Malawian diplomat and educator

Dr. Chrissie Chawanje-Mughogho is a Malawian former Ambassador of Malawi to India, Bangladesh, Angola, and Zambia She is a professor by training who rose up the education administration ranks at the University of Malawi. There she served as the first female dean of the faculty of Sciences at the University of Malawi.

Mughogho was born in Chidzinja village in the Tyolo, in the southern region of Malawi. She is mother to musician David Kalilani.

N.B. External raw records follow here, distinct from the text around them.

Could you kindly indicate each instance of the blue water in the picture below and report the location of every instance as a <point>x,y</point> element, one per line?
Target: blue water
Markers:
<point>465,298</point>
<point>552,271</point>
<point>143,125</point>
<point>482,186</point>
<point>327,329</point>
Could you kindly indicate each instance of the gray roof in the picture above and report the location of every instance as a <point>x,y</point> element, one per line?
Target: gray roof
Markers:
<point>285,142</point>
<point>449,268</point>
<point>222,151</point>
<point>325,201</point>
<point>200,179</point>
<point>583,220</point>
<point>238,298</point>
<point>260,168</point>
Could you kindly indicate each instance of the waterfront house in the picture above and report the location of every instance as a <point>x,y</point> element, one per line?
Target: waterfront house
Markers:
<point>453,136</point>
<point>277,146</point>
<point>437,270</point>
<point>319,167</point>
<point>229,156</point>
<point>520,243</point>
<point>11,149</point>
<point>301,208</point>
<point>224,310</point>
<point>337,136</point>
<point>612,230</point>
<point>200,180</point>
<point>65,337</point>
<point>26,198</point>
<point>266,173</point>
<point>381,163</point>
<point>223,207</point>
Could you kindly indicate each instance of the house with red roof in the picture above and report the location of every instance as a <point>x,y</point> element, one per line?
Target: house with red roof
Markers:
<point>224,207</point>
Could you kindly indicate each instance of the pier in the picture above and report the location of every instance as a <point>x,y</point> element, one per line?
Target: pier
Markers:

Mughoho was a Fulbright Scholar who graduated from Virginia Polytechinic and State University (Virginia Tech) in 1998 with a PhD in Human Nutrition, Foods, and Exercise. She then moved back to Malawi where she worked in academia at the University of Malawi. She soon rose up the ranks becoming the first dean of applied sciences who was a woman at the university. She also worked as the Chairperson of the Forum for African Women Educationalists in Malawi. She worked there until she took up a diplomatic post in 2005 as Malawi's ambassador to Zambia with concurrent accreditation to Angola. In 2010, she became the High Commissioner of Malawi to India. In 2012 she became Malawi's ambassador to Bangladesh. She returned to Malawi in 2012 and returned to academia.